Baring and Cashford [The myth of the Goddess] are guilty of not only trying to perpetuate the mother-goddess misapprehension, but even accuse Inanna of being lunar, in the face of all the evidence showing that she was daughter of the moon deities, and was always shown as a star-goddess. They compound their inaccuracy by confusing Inanna's consort Dumuzi (Tammuz) with the separate son-lover myth of the Cybele cult. This, despite the fact that we know Dumuzi's mother to be Duttur, a sheep-goddess.
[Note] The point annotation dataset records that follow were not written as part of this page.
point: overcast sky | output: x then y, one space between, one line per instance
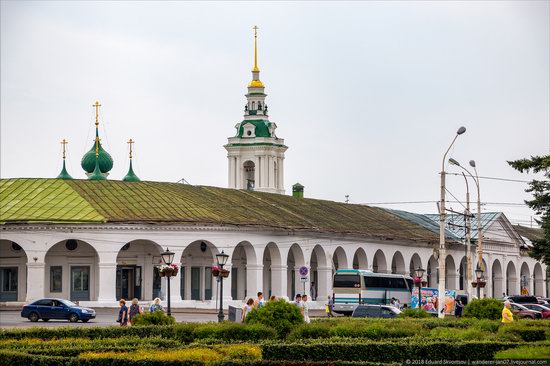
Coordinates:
367 95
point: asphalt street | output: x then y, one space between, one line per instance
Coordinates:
106 317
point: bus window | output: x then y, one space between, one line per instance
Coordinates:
346 281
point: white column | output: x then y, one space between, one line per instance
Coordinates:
107 283
35 280
279 281
254 280
324 287
239 173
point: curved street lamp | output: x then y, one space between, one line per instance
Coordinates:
168 258
442 256
221 259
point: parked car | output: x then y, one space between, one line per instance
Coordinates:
375 311
47 309
523 299
544 310
522 312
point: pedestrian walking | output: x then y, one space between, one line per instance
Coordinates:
134 310
329 307
247 308
507 315
305 309
313 291
259 300
156 306
122 313
458 308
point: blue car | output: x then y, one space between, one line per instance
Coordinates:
47 309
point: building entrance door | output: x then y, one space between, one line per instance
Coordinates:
80 283
195 283
128 282
8 284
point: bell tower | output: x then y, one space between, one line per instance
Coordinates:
255 154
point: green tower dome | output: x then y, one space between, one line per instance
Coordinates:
104 160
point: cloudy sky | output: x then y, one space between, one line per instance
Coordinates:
368 95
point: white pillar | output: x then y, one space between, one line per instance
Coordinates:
279 281
254 280
107 283
35 280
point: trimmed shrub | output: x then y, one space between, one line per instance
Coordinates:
229 332
414 313
527 334
280 315
484 309
154 318
525 353
384 351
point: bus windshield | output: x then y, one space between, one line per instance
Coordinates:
347 281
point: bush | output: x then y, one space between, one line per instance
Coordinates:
527 334
280 315
484 309
525 353
154 318
387 351
414 313
230 332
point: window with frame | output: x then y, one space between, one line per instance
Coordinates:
56 279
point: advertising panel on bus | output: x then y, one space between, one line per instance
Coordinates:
430 298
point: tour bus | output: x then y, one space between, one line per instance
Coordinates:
352 287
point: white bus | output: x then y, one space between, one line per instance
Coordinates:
352 287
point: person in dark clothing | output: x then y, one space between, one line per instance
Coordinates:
123 313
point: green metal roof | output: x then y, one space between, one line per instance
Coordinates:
85 201
261 130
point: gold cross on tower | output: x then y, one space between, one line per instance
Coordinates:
64 142
131 142
96 105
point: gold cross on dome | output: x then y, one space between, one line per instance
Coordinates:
64 142
96 105
131 142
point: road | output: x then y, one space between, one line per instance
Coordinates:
105 317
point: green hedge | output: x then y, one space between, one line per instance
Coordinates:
384 351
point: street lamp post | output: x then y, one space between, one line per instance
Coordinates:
168 259
442 256
418 275
479 274
479 233
221 258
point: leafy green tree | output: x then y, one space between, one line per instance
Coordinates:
540 202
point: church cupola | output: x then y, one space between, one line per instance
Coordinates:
131 176
64 174
255 154
97 155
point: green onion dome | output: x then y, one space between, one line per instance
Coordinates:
104 160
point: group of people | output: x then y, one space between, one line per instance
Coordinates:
126 314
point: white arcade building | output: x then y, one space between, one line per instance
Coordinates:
98 240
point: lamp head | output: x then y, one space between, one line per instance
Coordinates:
221 258
454 162
167 257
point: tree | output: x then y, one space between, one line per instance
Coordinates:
540 202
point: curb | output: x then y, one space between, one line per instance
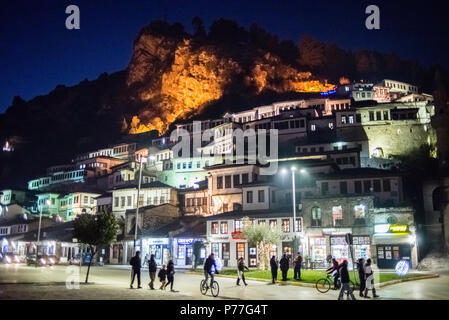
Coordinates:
312 285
Her lustful rather than maternal nature was reflected by her role in the sacred marriage; a priestess played a New Year ceremony in which the king enacted the part of Dumuzi, Inanna's divine consort, and the part of the Goddess herself. Frymer-Kensky points out that it is significant that the prime divine figure in this ritual intercourse is not a mother-goddess. "Instead, the ritual involves sexual union with the goddess who represents the lust which allows for sexual union." This was thought to signify union between gods and humanity. The gods brought fertility by their control of climate and soil: humans contributed by their labour. It had the additional advantage for the king, that he and only he could have sexual union with the Goddess, no little advantage to his prestige and authority.

How essential was Inanna's support for the king's power and success is illustrated by Sargon, the world's first emperor, who attributed his rise to power totally to Inanna being at his side from early in life when he was still a servant of King Urzababa. In later historical works his dynasty was called "ina palê Ishtar," the "reign of Ishtar."